The Poles, she says, “astounded me. They gave, and gave. They were so generous. But they know. They know what they don’t want to go back to. So many of them” escaped Communism, and therefore know what it’s like to live in a society in which government rides roughshod over human rights.
For Melissa those three, labour-intensive weeks will always be memorable:
We actually knew that we were living this miraculous thing that was gonna end at some point, and we were lapping up every single minute of it. We knew that it was so special.
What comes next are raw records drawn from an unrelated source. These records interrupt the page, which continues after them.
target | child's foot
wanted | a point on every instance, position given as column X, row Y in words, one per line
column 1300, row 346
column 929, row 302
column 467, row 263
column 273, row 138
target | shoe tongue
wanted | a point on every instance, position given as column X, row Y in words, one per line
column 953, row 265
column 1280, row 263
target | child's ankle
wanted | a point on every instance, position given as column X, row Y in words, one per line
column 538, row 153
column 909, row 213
…People were sending food, and I was saying ‘we have no more room. I don’t have any more freezer space. We have no more fridge space.’
When police violently crushed the Freedom Convoy on the morning of Saturday February 19th, many truckers were arrested, handcuffed with zip ties, left to sit in paddy wagons for hours, and then driven to remote locations and released.
It was volunteers who located and collected them, who offered them rides to the church. In Melissa’s words:
Some of them didn’t have wallets. Some of them didn’t have a winter coat on them. It was minus-30. One guy didn’t have boots or a coat on. I mean, where else, where would people go?…Some of them didn’t have their phones and…didn’t even get them back for six, seven, eight days.
…One of our [volunteers] he just took it upon himself, he went out and he bought a whole bunch of phone chargers. ‘Cause the ones that did have their phones, they were losing power, and trying to get a hold of their families…
Since February, attendance at the Bikers Church has surged. When Melissa was interviewed in April, 400 people were showing up for Sunday service. We’re “busting at the seams,” she reported. In her view, the
pandemic and everything that’s happened in the last two years, has made people rearrange their priorities - and it has made them look at what’s really important.